Di Stadio Chiara Stella, Altieri Filomena, Miselli Giuseppina, Elce Ausilia, Severino Valeria, Chambery Angela, Quagliariello Vincenzo, Villano Valentina, de Dominicis Gianfranco, Rippa Emilia, Arcari Paolo
Department of Molecular Medicine and Medical Biotechnology, University of Naples Federico II, Naples, Italy.
Department of Environmental, Biological and Pharmaceutical Sciences and Technologies, Second University of Naples, Caserta, Italy.

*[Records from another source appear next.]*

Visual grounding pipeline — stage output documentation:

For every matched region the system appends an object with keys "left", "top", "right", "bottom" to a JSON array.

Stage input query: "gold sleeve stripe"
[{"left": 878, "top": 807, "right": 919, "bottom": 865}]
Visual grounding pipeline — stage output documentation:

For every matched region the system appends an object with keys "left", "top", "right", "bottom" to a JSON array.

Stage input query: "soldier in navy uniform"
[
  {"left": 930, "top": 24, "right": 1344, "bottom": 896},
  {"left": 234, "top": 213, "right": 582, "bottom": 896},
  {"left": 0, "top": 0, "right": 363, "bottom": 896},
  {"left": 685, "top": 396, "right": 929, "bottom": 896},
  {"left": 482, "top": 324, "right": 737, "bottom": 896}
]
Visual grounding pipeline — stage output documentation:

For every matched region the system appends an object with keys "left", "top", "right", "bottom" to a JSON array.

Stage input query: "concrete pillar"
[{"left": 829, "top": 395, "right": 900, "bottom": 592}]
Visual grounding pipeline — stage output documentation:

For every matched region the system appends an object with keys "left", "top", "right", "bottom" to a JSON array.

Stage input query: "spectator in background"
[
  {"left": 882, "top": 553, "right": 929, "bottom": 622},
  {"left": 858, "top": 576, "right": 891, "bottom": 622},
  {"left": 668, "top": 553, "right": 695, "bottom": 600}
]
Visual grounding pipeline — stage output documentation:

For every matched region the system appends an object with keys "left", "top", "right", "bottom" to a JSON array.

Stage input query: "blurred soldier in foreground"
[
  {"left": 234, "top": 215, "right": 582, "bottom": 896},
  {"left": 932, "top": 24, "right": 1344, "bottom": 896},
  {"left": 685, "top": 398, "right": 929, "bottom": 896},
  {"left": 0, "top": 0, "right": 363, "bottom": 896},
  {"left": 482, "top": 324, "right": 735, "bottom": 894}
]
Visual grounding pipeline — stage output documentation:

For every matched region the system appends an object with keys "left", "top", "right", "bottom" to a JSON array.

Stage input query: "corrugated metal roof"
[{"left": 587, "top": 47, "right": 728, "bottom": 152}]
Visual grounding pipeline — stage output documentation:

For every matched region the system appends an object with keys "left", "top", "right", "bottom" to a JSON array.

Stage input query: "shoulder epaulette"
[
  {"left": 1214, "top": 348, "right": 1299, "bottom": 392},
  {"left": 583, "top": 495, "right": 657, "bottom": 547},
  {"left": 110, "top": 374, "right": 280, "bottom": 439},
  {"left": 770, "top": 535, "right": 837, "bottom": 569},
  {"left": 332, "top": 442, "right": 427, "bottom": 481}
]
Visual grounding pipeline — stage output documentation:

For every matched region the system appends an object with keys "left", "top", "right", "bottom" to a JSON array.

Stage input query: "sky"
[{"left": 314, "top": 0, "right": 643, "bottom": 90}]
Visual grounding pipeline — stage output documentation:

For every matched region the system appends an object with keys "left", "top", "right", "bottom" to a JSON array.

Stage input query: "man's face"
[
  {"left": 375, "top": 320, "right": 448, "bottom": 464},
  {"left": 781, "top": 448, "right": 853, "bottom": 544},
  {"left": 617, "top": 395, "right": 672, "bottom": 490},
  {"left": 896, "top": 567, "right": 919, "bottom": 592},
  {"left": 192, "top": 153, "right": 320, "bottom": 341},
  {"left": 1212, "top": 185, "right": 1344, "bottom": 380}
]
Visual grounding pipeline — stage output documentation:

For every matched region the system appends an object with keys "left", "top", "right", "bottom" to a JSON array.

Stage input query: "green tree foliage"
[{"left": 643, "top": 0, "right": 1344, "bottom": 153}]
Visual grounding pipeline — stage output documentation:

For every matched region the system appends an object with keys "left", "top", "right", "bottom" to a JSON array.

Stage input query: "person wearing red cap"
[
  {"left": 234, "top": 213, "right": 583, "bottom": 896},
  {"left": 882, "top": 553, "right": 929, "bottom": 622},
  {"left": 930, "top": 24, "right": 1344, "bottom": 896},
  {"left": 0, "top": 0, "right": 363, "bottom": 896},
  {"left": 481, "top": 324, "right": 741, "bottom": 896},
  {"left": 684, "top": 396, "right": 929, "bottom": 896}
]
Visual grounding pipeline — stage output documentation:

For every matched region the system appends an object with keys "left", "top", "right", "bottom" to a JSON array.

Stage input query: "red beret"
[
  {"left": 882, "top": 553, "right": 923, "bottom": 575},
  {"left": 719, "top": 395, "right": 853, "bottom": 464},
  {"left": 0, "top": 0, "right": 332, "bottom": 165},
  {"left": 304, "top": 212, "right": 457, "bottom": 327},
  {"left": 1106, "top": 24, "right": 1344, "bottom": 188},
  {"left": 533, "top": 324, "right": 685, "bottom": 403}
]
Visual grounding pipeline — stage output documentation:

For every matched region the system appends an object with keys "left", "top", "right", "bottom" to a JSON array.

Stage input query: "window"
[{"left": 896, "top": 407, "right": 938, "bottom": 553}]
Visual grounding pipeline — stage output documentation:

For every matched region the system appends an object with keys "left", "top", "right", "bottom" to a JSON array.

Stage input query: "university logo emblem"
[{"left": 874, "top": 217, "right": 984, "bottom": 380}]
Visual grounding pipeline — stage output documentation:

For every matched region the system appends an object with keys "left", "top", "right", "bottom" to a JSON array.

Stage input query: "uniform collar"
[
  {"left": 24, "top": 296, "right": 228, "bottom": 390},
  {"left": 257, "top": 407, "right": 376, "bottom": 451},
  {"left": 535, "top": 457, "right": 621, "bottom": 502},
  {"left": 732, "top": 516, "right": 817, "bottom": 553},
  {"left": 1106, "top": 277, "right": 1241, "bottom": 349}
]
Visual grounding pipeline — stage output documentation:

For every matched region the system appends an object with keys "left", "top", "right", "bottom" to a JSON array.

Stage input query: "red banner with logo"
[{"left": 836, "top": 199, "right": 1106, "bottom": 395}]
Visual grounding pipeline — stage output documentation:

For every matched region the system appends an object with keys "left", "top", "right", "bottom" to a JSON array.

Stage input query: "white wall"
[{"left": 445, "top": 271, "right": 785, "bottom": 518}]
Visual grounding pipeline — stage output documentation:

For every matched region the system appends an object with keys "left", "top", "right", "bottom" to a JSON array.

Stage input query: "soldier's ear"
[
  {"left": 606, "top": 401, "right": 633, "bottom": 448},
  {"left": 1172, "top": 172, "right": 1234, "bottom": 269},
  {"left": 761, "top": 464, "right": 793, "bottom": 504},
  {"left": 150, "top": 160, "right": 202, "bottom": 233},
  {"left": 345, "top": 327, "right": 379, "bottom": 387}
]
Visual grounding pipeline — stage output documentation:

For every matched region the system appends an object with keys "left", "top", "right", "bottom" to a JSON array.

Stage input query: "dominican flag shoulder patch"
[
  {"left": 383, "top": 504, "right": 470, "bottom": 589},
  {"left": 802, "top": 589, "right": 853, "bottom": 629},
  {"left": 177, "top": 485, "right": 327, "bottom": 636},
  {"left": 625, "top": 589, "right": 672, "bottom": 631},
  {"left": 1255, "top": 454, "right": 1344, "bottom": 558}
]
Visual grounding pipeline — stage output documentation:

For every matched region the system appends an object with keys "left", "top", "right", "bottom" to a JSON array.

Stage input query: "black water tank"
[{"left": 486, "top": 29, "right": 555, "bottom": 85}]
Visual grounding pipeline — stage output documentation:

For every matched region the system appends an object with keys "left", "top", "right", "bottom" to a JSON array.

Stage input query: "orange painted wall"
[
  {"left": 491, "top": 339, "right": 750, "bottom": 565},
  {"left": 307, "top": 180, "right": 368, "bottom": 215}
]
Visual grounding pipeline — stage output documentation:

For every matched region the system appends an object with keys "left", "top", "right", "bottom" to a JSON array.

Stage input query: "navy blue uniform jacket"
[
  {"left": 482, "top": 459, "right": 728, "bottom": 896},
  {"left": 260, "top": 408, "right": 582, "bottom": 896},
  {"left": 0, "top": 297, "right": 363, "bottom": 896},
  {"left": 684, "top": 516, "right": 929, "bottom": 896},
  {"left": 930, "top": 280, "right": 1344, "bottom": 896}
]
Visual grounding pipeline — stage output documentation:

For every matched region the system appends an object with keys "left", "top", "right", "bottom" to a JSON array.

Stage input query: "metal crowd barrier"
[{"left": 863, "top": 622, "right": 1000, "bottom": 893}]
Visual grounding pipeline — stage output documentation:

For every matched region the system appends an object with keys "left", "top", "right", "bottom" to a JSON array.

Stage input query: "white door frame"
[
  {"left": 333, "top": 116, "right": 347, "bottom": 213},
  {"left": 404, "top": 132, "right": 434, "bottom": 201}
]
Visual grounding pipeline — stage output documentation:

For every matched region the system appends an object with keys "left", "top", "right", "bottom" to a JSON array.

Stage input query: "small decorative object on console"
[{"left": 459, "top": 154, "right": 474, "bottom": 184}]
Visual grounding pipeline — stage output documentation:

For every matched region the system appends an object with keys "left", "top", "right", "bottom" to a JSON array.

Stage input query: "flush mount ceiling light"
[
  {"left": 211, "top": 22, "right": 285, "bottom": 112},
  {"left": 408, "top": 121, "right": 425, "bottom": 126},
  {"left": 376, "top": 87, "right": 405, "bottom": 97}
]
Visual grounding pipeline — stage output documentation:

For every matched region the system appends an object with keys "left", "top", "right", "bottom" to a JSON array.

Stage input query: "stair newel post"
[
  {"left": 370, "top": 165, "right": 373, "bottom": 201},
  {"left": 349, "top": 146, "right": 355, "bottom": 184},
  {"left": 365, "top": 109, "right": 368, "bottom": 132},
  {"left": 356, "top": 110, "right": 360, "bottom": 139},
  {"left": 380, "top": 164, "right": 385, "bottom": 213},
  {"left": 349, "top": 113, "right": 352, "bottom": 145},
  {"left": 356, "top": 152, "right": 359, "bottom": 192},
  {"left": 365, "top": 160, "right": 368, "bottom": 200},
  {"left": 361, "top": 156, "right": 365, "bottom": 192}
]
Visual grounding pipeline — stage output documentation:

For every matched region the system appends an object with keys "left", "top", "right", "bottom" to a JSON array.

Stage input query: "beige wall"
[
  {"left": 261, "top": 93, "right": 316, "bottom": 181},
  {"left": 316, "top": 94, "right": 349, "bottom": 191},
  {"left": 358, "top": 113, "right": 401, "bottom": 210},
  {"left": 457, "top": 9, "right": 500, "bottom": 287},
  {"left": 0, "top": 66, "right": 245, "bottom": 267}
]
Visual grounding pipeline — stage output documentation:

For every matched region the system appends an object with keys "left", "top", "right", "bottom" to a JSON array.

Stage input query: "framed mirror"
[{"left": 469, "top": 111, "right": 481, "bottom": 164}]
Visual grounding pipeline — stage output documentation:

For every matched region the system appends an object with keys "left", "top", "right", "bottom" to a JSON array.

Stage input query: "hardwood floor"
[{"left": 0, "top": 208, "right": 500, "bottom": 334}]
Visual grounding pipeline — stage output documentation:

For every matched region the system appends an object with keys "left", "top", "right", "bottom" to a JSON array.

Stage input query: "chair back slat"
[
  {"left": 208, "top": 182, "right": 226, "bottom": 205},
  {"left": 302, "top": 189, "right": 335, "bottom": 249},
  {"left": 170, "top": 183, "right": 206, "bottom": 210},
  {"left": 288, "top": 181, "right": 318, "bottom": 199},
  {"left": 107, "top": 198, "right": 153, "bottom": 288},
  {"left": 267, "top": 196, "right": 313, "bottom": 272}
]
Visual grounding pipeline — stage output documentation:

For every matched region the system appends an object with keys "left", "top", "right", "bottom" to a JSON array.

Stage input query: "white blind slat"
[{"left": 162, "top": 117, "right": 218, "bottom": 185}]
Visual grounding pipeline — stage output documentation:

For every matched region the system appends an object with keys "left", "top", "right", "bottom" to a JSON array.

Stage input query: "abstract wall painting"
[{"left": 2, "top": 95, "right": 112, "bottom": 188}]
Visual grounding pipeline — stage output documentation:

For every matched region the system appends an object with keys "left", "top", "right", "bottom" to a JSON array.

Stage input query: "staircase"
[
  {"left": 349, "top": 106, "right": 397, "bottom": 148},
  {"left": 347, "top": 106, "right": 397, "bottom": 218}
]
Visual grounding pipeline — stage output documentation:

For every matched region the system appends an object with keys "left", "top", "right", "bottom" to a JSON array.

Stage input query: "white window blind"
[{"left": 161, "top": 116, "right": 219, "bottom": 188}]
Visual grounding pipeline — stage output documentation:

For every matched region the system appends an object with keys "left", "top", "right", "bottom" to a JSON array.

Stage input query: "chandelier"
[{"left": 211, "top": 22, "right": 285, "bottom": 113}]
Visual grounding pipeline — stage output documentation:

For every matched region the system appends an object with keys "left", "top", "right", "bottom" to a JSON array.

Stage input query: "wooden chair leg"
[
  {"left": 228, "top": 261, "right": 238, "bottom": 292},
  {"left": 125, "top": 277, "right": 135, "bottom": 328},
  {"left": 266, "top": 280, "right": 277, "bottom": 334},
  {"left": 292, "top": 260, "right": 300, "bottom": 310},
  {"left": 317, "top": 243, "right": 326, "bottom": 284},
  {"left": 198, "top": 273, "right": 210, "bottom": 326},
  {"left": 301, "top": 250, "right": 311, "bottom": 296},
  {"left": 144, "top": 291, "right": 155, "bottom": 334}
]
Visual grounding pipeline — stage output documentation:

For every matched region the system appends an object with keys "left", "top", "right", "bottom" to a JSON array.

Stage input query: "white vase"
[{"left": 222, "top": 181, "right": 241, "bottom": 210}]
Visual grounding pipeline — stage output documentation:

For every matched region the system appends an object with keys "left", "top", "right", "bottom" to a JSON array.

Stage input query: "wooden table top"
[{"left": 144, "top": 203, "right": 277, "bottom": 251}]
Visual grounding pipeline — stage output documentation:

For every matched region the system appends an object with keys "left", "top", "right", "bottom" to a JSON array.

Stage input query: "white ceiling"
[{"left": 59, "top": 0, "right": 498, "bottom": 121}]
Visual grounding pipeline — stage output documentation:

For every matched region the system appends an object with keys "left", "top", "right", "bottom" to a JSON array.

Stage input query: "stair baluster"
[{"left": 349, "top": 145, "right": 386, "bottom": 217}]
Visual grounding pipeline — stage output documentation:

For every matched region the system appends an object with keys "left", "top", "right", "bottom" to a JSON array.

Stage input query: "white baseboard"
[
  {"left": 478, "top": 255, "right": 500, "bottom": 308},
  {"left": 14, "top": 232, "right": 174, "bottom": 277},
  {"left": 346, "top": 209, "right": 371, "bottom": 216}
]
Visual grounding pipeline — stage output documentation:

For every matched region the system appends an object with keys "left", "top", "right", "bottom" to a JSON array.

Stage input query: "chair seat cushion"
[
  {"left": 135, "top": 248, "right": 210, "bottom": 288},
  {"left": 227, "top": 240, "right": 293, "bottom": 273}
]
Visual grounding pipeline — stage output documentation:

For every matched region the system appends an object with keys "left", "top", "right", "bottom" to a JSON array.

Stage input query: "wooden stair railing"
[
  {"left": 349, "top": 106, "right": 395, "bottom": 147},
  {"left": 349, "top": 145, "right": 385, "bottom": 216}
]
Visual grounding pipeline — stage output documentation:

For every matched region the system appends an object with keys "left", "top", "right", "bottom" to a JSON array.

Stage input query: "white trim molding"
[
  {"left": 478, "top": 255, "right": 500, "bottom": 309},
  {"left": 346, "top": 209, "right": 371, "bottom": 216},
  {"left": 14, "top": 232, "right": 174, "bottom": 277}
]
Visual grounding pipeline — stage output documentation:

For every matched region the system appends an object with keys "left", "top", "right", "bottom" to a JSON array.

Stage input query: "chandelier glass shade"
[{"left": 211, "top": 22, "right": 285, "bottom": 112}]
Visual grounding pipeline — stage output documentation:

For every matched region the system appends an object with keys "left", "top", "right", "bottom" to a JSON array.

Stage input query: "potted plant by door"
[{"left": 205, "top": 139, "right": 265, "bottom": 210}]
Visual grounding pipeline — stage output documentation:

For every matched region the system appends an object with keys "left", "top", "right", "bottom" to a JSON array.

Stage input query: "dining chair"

Biochimie. 2016 Feb;121:151-60. doi: 10.1016/j.biochi.2015.12.010. Epub 2015 Dec 15.
AMP18 is a stomach-specific secreted protein expressed in normal gastric mucosa but absent in gastric cancer. AMP18 plays a major role in maintaining gastric mucosa integrity and is characterized by the presence of a BRICHOS domain consisting of about 100 amino acids, present also in several unrelated proteins, and probably endowed with a chaperon-like activity. In this work, we exploited a functional proteomic strategy to identify potential AMP18 interactors with the aim to add knowledge on its functional role within gastric cell lines and tissues. To this purpose, recombinant biotinylated AMP18 was purified and incubated with protein extract from human normal gastric mucosa by applying an affinity chromatography strategy. The interacting proteins were identified by peptide mass fingerprinting using MALDI-TOF mass spectrometry. The pool of interacting proteins contained SLC26A3, a protein expressed in the apical membrane of intestinal epithelial cells, supposed to play a critical role in Cl(-) absorption and fluid homeostasis. The interaction was also confirmed by Western blot with anti-SLC26A3 on transfected AGS cell extract following AMP18 pull-down. Furthermore, the interaction between AMP18 and SLC26A3 was also validated by confocal microscopy that showed a co-localization of both proteins at plasma membrane level. More importantly, for the first time, we showed that SLC26A3 is down-regulated in gastric cancer and that the overexpression of AMP18 in AMP-transfected gastric cancer cells up-regulated the expression of SLC26A3 both at transcriptional and translational level, the latter probably through the activation of the MAP kinases pathway. These findings strongly suggest that AMP18 might play an anti-inflammatory role in maintaining mucosal integrity also by regulating SLC26A3 level.
AMP18是一种在正常胃黏膜中表达但在胃癌中缺失的胃特异性分泌蛋白。AMP18在维持胃黏膜完整性方面发挥着重要作用,其特征是存在一个由约100个氨基酸组成的BRICHOS结构域,该结构域也存在于几种不相关的蛋白质中,可能具有类似分子伴侣的活性。在这项研究中,我们采用了一种功能蛋白质组学策略来鉴定潜在的AMP18相互作用蛋白,旨在增加对其在胃细胞系和组织中功能作用的了解。为此,通过亲和色谱策略纯化重组生物素化的AMP18,并将其与来自人正常胃黏膜的蛋白质提取物孵育。使用基质辅助激光解吸电离飞行时间质谱(MALDI-TOF MS)通过肽质量指纹图谱鉴定相互作用蛋白。相互作用蛋白库包含SLC26A3,一种在肠上皮细胞顶端膜中表达的蛋白质,据推测在Cl(-)吸收和液体稳态中起关键作用。在AMP18下拉后,用抗SLC26A3的Western印迹法对转染的AGS细胞提取物进行检测,也证实了这种相互作用。此外,共聚焦显微镜也验证了AMP18与SLC26A3之间的相互作用,显示这两种蛋白质在质膜水平共定位。更重要的是,我们首次表明SLC26A3在胃癌中表达下调,并且在AMP转染的胃癌细胞中AMP18的过表达在转录和翻译水平上均上调了SLC26A3的表达,后者可能是通过激活丝裂原活化蛋白激酶(MAP)激酶途径。这些发现强烈表明,AMP18可能还通过调节SLC26A3水平在维持黏膜完整性方面发挥抗炎作用。